The eight single-SNP associations identified in our study only explain a small proportion of the variance in wood traits, which is in accordance with previous studies of other tree species (Porth et al. 2013; Wang et al. 2017). This may be because wood traits are usually quantitatively characterised and controlled by multiple genes. In addition, most of the SNPs (five of seven) were located in exon regions and the mode of gene action of SNP1 and SNP3 was over-domination. Mutations in coding regions, particularly nonsynonymous mutations, can affect gene function. Vanholme et al. (2013) identified a stop codon mutant in the hydroxycinnamoyl-CoA: shikimate hydroxycinnamoyl transferase gene, resulting in modified lignin composition in Populus nigra. The four SNPs (SNP1, SNP3, SNP9 and SNP10) were located in exons and identified as nonsynonymous mutations. It remains unclear how amino acid changes in these four locations influenced the function of CfC3h. However, Wang et al. reported that transfer between amino acids with similar polarities, charges or sizes, such as Cys and Ser, may not affect the function of genes (Wang et al. 2017). Whether amino acid changes of these four locations influence the function of CfC3h gene, need to be further studied.
Wood basic density is one of the most important factors associated with wood mechanical strength. Our study showed that SNPs 9 and 10 explained 5.50% and 7.99% of the variance in wood basic density, while a haplotype from SNPs 9 to 11 explained 11.59% of the phenotypic variation, slightly higher than single-marker association (5.50% and 7.99%), indicating that markers surrounding SNPs 9 and 10 may interact with the two loci and contribute to phenotypic effects; however it need be further investigated. SNP 5 (located in intron 1) was associated with 4.92% of the variation in pore rate, which was lower than that of a haplotype from SNPs 5 to 7 (8.51%). SNP 5 may interact with loci nearby or loci that influence RNA splicing, and thus influence the pore rate; however, further investigation is required to reveal the detailed mechanisms. Notably, SNP 17 in the 3′ UTR region was significantly associated with wood basic density. Although the polymorphism in the 3′ UTR region did not alter the amino acids, 3′ UTRs participate in the regulation of gene expression by affecting mRNA deadenylation and degradation (Fang et al. 2010). In addition, SNPs in 5′ UTR region can affect gene regulation by influencing transcriptional binding (Beaulieu et al. 2011; Tian et al. 2014), particularly SNPs in some important motifs of the promoter part of a gene (Wang et al. 2017).

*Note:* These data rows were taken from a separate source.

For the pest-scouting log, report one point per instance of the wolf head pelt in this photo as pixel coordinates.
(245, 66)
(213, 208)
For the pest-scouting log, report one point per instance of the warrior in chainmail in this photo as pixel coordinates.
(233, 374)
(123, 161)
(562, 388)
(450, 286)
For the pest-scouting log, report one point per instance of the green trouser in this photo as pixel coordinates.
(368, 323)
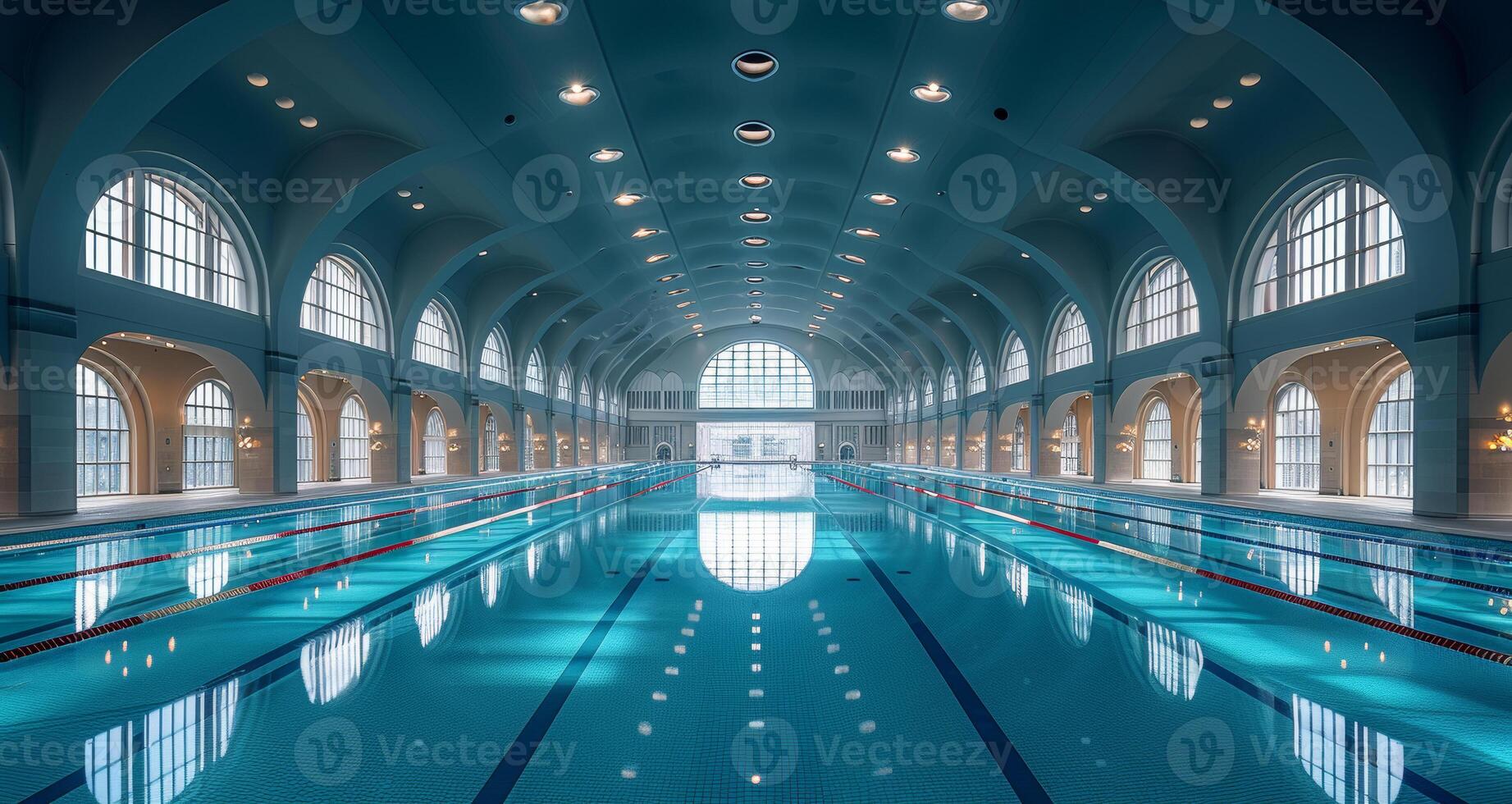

However, this study focused on the CfC3h coding region, and only a small part of the non-coding region was detected; thus, SNPs in 5′ UTR and 3′ UTR = regions will be sought in a further study.
Association analysis has been used to study the genetic architecture of important traits in forest. For example, Du et al. identified 202 significant SNPs in 63 candidate genes selected by transcriptome and QTL mapping that associated to plant growth (Du et al. 2016). In addition, dynamic association studies have been used to integrally identify the genetic basis of complex traits (Du et al. 2019). In future study, more association strategies will be undertaken to previously obtain important molecular markers to serve the C. fargesii breeding.
Conclusion
In our study, we first cloned a putative C3h homologous gene in C. fargesii and totally 163 SNPs were identified according to the alignment result from a mapping population including 88 natural C. fargesii individuals. The LD decay distance short within the CfC3h (r2 < 0.1 within 1800 bp). In additional, 8 SNPs and 10 haplotypes were identified significantly associated with 5 and 8 detected traits, respectively, using association a(h2) analysis. Our study implies allelic variations within CfC3h may influence wood properties of C. fargesii and the SNP markers identified in this study may be useful for marker-assisted selection, to improve wood traits in C. fargesii in the future.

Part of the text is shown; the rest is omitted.